During 1857, three thousand California Mormons were recalled to Utah by the church. This mass exodus greatly depleted the area's population, causing the mail line to become non-profitable. The following year, with the contract expired, the riders drifted off elsewhere.

 

Shortly after the shut down of the "San Bernardino-Salt Lake Pony Express", named such in "Sixty Years in Southern California, 1853-1913", by M. Newmark's 1930 book and other turn of the century printings, Bolivar Roberts became Superintendent of the western division of another, more famous, Pony Express. It was Roberts, stationed in Carson City, Nevada, who hired sixty daring, skinny, but wiry lads not over eighteen, and mostly orphans, to ride the Central Overland Pony Express route for S25.00 weekly.
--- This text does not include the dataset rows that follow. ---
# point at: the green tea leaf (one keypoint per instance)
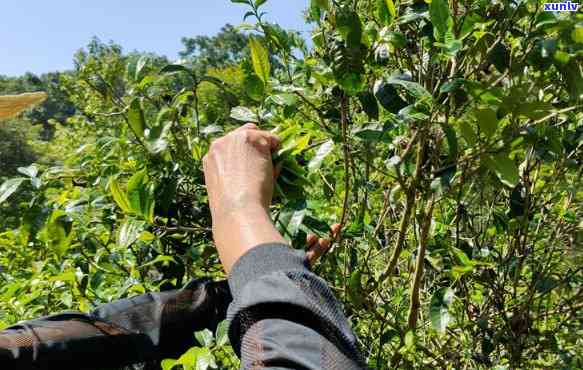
(506, 169)
(244, 114)
(577, 34)
(204, 337)
(487, 121)
(119, 196)
(129, 232)
(440, 18)
(222, 333)
(323, 151)
(439, 308)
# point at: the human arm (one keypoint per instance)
(283, 316)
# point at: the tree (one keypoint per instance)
(225, 49)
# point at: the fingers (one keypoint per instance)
(317, 247)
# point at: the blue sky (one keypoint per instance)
(42, 35)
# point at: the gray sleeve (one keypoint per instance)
(285, 317)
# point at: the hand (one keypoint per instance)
(239, 176)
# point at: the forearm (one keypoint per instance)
(283, 316)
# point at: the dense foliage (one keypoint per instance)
(446, 138)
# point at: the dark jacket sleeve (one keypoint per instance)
(285, 317)
(145, 328)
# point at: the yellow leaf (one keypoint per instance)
(260, 59)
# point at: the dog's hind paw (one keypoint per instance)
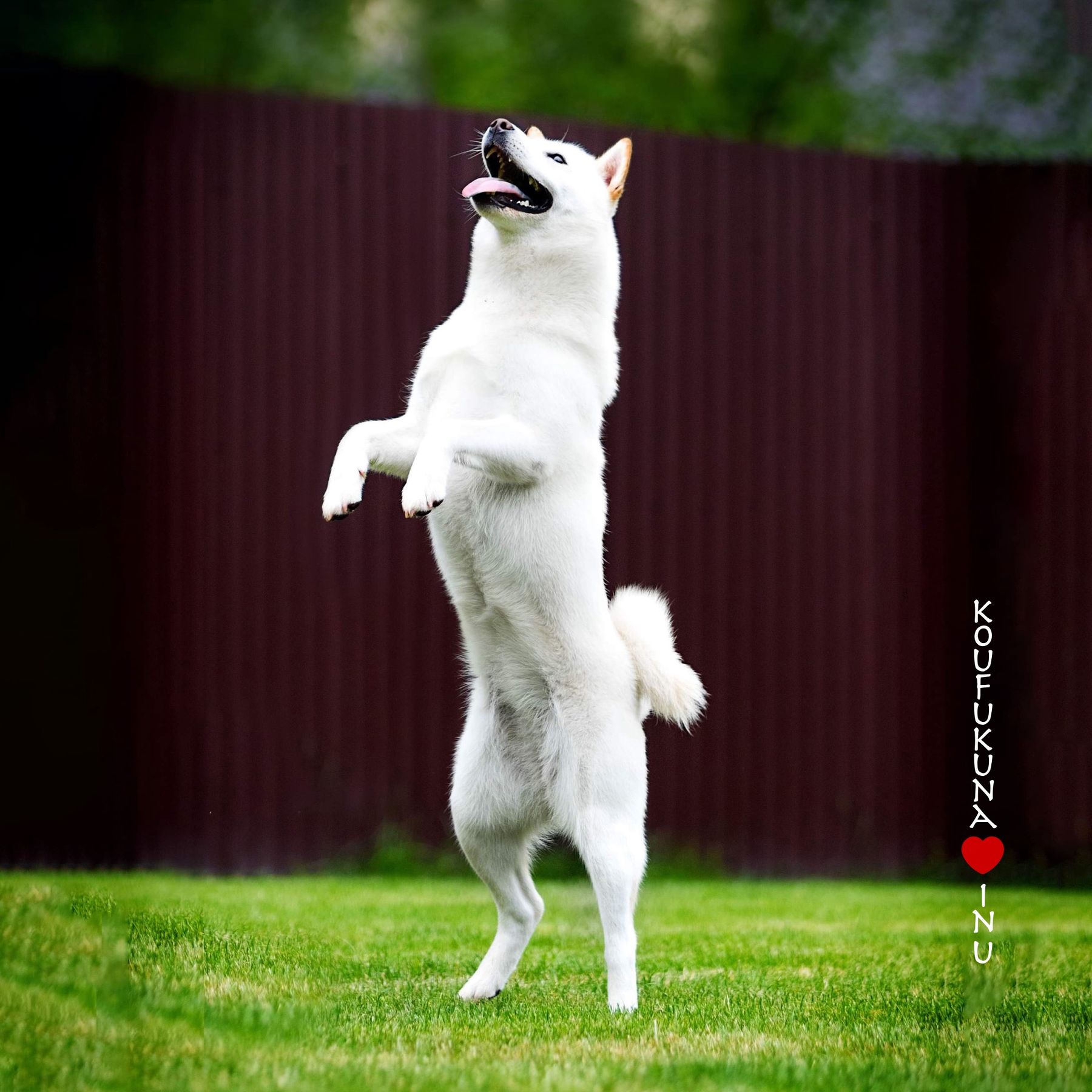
(480, 991)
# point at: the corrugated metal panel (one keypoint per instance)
(787, 460)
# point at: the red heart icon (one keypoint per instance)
(983, 854)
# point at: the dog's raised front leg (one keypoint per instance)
(387, 446)
(502, 448)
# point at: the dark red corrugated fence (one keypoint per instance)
(855, 394)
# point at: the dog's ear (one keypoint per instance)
(614, 166)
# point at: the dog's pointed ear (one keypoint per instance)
(614, 166)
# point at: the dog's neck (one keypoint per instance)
(561, 289)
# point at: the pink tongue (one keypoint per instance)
(491, 186)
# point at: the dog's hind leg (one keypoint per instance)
(496, 817)
(610, 835)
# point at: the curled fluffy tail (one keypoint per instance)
(672, 688)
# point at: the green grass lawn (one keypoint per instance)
(155, 981)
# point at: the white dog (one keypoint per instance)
(502, 428)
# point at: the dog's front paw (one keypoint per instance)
(343, 493)
(424, 491)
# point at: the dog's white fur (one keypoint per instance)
(502, 427)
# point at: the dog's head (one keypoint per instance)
(533, 181)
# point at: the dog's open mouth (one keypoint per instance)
(508, 187)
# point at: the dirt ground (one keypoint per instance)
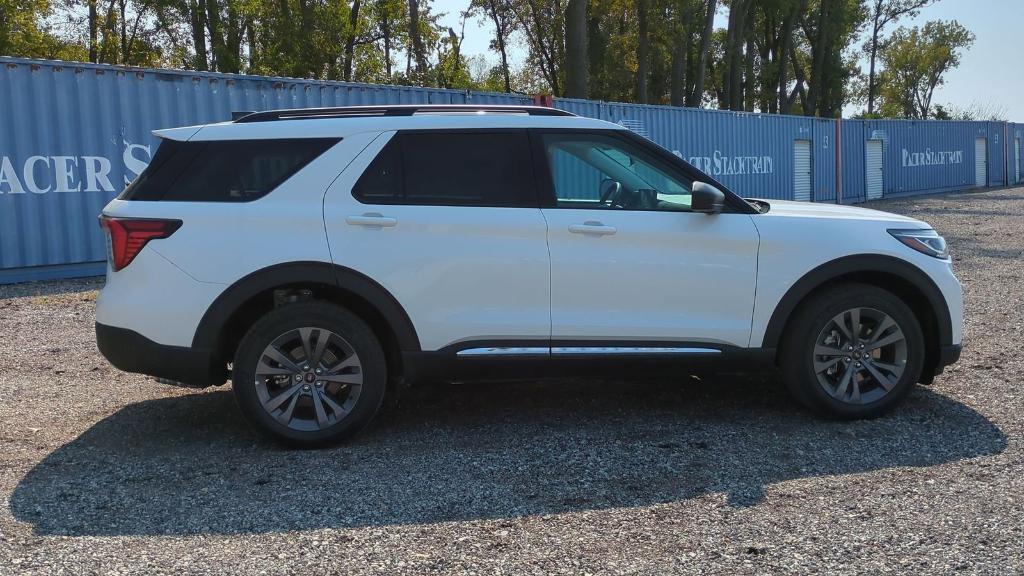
(108, 472)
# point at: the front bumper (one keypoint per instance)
(131, 352)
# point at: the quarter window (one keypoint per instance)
(222, 170)
(451, 169)
(597, 171)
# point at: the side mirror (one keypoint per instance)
(706, 199)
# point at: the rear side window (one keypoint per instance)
(222, 170)
(451, 169)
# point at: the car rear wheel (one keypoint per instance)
(853, 352)
(309, 373)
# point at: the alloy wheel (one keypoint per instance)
(859, 356)
(308, 378)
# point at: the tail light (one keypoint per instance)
(129, 236)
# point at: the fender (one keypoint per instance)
(209, 329)
(854, 264)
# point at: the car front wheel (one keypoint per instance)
(852, 352)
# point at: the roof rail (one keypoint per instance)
(402, 110)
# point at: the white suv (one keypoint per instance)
(323, 258)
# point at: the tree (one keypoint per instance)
(696, 90)
(915, 63)
(735, 34)
(416, 39)
(576, 48)
(884, 12)
(502, 15)
(25, 32)
(543, 24)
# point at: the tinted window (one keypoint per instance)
(451, 169)
(222, 170)
(599, 171)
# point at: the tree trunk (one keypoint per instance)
(680, 56)
(419, 52)
(353, 21)
(820, 48)
(576, 49)
(696, 94)
(93, 32)
(216, 40)
(870, 67)
(783, 57)
(122, 9)
(750, 77)
(197, 9)
(643, 48)
(500, 33)
(734, 54)
(386, 38)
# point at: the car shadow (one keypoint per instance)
(451, 452)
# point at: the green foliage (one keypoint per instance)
(790, 56)
(25, 32)
(915, 63)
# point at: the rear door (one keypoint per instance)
(631, 265)
(449, 222)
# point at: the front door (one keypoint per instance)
(629, 261)
(449, 223)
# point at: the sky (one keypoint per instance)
(989, 75)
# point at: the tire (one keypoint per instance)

The trials and tribulations braved by the 1854-58 Express riders was of immense value to this new hand-picked bunch. They were able to begin moving the mail within two months after the Saint Jo, Missouri to Sacramento system began.

 

Little remains locally honoring those dedicated riders, who long ago crossed Victor Valley, bringing the first regular postal service to the region. All fame and glory has since gone to other brave Pony Express riders, who blazed different trails at a later date. Once highly touted heroes, these stout-hearted men of the past are now merely "ghost riders" in modern California and Utah skies.